Erich von Stroheim - Silent Star of October, 1997

by Kally Mavromatis

If you live in France, for instance, and you have written one good book, or painted one good picture, or directed one outstanding film, fifty years ago, and nothing ever since, you are still recognized as an artist and honored accordingly. People take off their hats and call you maitre. They do not forget. In Hollywood - in Hollywood you're as good as your last picture. If you didn't have one in production within the last three months you're forgotten, no matter what you have achieved ere this..
- Erich von Stroheim, part of an eulogy for D.W. Griffith, given to the BBC.

He was right, of course; Hollywood is full of stories of directors who, despite their talents and achievements were consigned to the scrap heap.
- Griffith, Ingram, Porter, and Erich von Stroheim.

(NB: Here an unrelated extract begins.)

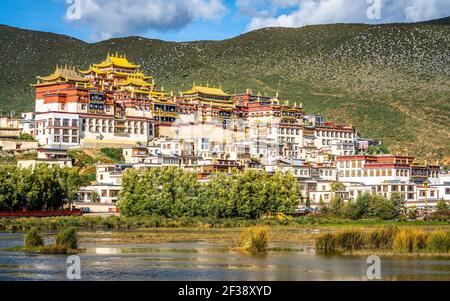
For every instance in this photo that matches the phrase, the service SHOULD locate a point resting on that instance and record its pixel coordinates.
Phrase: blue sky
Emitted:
(188, 20)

When the German steamer Price Friedrich Wilhelm arrived in New York harbor November 25, 1909, he was Erich Oswald Stroheim, 2nd son of Johanna and Benno Stroheim, a Jewish hat dealer and manufacturer. By the time he got to Immigration, however, he was Erich Oswald Hans Carl Maria von Stroheim, son of a German Baroness and Austrian Count, a decorated graduate from the Military Academy at Wienerneustadt.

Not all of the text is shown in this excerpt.